Corn, called maiz in Spanish, is on of the main ingredients used in Peru for local cuisine, along with potatoes and rice. It is added to soups, various salads, second courses, and famous dishes such as pachamana and ceviche.
If someone is looking for simple, but very tasty dishes prepared with corn, there are plenty of delicious dishes to be enjoyed in Peru. At places where the Inca Empire was formerly located as well as communities in the Andes, one of the most popular delicacies involving corn is called choclo con queso, corn with cheese. Such a sweet-salty combination may seem too uncomplicated to be great, but your taste buds will think otherwise. It turns out that salty cheese with sweet corn couple very nicely with each other, like great friends that bring out the best in each other.
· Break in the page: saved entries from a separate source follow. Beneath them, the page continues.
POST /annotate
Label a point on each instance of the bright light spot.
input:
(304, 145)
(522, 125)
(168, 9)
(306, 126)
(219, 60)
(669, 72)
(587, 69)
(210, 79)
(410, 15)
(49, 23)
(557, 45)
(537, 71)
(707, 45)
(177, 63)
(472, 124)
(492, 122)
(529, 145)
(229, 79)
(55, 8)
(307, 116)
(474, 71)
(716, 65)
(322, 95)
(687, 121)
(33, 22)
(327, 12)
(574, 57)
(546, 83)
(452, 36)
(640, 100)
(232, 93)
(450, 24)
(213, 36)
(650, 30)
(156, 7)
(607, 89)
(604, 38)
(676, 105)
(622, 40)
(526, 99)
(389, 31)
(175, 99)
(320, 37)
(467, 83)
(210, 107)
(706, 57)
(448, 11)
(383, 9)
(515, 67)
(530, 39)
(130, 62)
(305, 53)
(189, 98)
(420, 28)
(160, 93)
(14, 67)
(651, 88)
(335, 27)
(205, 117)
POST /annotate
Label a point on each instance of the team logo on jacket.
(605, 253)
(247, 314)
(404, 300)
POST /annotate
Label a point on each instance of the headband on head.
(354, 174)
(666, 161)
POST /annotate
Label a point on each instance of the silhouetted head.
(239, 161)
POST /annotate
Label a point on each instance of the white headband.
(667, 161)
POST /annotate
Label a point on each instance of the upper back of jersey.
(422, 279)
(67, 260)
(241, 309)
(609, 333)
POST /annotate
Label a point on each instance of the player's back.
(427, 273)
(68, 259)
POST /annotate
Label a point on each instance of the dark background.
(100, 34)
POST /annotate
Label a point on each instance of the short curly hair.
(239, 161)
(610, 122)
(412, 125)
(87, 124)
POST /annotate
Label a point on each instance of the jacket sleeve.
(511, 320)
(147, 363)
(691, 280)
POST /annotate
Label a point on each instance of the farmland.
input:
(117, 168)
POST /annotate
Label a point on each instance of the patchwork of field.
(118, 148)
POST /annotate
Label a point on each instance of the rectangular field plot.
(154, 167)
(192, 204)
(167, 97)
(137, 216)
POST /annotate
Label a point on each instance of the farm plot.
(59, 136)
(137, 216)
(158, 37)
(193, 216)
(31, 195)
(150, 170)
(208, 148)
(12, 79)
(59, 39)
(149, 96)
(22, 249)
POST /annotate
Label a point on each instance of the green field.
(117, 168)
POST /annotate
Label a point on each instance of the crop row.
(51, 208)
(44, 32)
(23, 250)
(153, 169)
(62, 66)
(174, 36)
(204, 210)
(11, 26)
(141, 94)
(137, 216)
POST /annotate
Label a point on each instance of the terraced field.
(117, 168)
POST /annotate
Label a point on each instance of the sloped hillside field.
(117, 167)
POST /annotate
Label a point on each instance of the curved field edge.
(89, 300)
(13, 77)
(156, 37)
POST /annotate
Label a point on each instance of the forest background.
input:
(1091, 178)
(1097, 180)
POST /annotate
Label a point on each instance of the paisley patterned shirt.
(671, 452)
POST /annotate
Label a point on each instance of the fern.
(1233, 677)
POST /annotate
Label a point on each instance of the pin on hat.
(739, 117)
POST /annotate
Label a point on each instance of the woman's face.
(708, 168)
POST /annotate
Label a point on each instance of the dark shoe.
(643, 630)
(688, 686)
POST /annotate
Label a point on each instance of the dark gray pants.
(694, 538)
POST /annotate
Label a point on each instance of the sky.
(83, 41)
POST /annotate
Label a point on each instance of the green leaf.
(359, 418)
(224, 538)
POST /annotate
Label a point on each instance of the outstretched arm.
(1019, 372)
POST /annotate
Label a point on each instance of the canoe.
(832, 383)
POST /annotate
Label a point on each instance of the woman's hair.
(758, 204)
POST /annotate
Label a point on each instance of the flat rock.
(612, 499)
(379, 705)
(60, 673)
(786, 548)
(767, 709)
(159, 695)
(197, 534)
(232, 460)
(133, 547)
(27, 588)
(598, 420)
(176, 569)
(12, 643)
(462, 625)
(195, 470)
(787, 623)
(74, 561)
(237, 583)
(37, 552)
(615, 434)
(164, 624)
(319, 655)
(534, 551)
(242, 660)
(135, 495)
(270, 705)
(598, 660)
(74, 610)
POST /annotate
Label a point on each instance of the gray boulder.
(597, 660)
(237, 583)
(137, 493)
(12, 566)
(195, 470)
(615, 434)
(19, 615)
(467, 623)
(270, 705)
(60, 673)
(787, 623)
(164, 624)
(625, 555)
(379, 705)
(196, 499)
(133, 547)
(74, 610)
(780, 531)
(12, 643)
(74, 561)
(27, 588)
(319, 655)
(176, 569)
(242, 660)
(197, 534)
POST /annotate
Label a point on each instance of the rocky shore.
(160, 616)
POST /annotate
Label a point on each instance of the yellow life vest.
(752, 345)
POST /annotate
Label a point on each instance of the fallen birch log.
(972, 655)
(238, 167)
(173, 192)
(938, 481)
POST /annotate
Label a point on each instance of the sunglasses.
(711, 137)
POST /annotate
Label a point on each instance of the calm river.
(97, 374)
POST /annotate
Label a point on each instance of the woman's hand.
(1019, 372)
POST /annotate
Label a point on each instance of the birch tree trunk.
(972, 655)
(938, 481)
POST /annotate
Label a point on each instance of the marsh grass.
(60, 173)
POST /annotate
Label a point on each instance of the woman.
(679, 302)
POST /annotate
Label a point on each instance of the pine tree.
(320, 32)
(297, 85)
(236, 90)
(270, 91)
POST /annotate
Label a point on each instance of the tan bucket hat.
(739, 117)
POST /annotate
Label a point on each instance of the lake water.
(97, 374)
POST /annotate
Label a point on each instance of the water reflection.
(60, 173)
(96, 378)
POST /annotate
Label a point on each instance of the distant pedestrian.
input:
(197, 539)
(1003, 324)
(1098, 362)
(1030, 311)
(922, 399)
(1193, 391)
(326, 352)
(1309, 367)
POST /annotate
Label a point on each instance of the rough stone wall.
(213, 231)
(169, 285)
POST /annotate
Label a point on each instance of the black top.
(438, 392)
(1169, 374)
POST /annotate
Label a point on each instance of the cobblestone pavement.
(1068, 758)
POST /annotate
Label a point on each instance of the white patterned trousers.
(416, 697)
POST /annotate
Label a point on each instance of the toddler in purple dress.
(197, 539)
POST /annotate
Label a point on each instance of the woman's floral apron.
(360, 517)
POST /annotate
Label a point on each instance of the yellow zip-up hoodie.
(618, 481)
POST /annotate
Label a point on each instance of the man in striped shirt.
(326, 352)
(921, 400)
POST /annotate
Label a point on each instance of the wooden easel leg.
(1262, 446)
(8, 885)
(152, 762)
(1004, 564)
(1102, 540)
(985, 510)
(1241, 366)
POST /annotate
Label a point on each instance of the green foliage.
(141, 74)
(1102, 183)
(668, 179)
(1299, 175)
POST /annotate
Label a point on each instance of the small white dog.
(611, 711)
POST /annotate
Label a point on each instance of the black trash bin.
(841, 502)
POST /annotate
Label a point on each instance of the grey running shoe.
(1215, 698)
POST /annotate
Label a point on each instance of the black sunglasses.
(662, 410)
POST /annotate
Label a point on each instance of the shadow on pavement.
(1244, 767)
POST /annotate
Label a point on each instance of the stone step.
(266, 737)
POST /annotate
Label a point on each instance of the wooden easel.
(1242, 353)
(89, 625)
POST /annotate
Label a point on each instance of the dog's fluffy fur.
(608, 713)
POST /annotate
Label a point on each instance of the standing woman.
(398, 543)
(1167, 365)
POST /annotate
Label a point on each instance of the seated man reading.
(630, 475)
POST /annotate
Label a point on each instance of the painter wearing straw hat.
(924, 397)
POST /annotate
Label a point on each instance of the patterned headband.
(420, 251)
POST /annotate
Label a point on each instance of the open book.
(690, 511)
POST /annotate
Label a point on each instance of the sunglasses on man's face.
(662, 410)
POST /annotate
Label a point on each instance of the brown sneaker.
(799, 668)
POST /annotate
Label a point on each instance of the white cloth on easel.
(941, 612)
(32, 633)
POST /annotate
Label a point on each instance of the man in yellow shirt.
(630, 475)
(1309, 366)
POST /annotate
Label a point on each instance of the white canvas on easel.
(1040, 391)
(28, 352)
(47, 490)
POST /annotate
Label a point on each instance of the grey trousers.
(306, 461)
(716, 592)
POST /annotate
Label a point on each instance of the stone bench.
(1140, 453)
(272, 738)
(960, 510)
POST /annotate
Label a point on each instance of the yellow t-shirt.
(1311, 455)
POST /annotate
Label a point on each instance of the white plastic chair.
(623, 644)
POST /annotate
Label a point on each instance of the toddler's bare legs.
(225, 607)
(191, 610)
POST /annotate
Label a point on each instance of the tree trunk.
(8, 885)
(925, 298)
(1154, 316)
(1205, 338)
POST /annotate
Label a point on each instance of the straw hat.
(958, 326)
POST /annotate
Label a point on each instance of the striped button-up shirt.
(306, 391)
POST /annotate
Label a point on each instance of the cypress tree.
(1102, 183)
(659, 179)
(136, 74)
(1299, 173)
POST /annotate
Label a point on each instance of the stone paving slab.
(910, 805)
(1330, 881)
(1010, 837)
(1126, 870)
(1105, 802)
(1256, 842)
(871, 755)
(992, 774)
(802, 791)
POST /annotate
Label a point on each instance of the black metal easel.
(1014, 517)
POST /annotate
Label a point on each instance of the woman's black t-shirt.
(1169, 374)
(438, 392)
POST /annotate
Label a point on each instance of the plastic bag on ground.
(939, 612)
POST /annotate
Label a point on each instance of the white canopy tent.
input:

For me, this Andean delicacy is definitely my number one choice. Sweet. Simple. Absolutely delectable!
Something else you should be aware of, is that not just any type of corn can be used for this special course. By far, in my humble opinion, the best version of choclo con queso is served in the Cusco region. Here, specifically in the beautiful valley of Urubamba, local people cultivate this special type of white corn, choclo, which makes an incredible companion to cheese.
There is only one drawback when it comes to cheese from the Andes. I would not recommend buying it in the local markets. Unfortunately, before this cheese gets into the hands of its final owner, many other hands touch it without any gloves, not to mention that various insects can to settle on the cheese like it is their home. This makes it more than easy to catch some unwanted germs. If you want to avoid such surprises, get your cheese from any supermarket where it is nicely packaged.
Interesting facts about corn in Peru
In the former Inca Empire corn was used not only to prepare delicious food, but also to prepare drinks. The most famous non-alcoholic one is called chicha morada and the other alcoholic one is called chicha de jora. The first is made from purple corn, while the second is made from corn called jora, which has bright, yellowish color.
About purple corn there is much more to say. Besides, that is the main component of the most popular Peruvian drink, it is also plays first fiddle in the textiles industry – as a perfect natural dye. Purple corn gives unique colors to fabrics made by the Andean women in the traditional manner.
The best quality of corn, which is the main component of choclo con queso, grows in the Sacred Valley (the valley of Urubamba).
In the period of the Inca Empire, corn was used in religious ceremonies, and was folded at the side of the deads with other valuable things. Also now Andean people make offerings from the corn.
Centuries pass, but the fame of corn has not expired. Like in the times of Inca Empire, or earlier cultures, also nowadays it makes a great career in Peru. And nothing indicates that in the coming years, this trend will change. Thus, during a trip to Peru, I highly recommend you to try at least one corn product.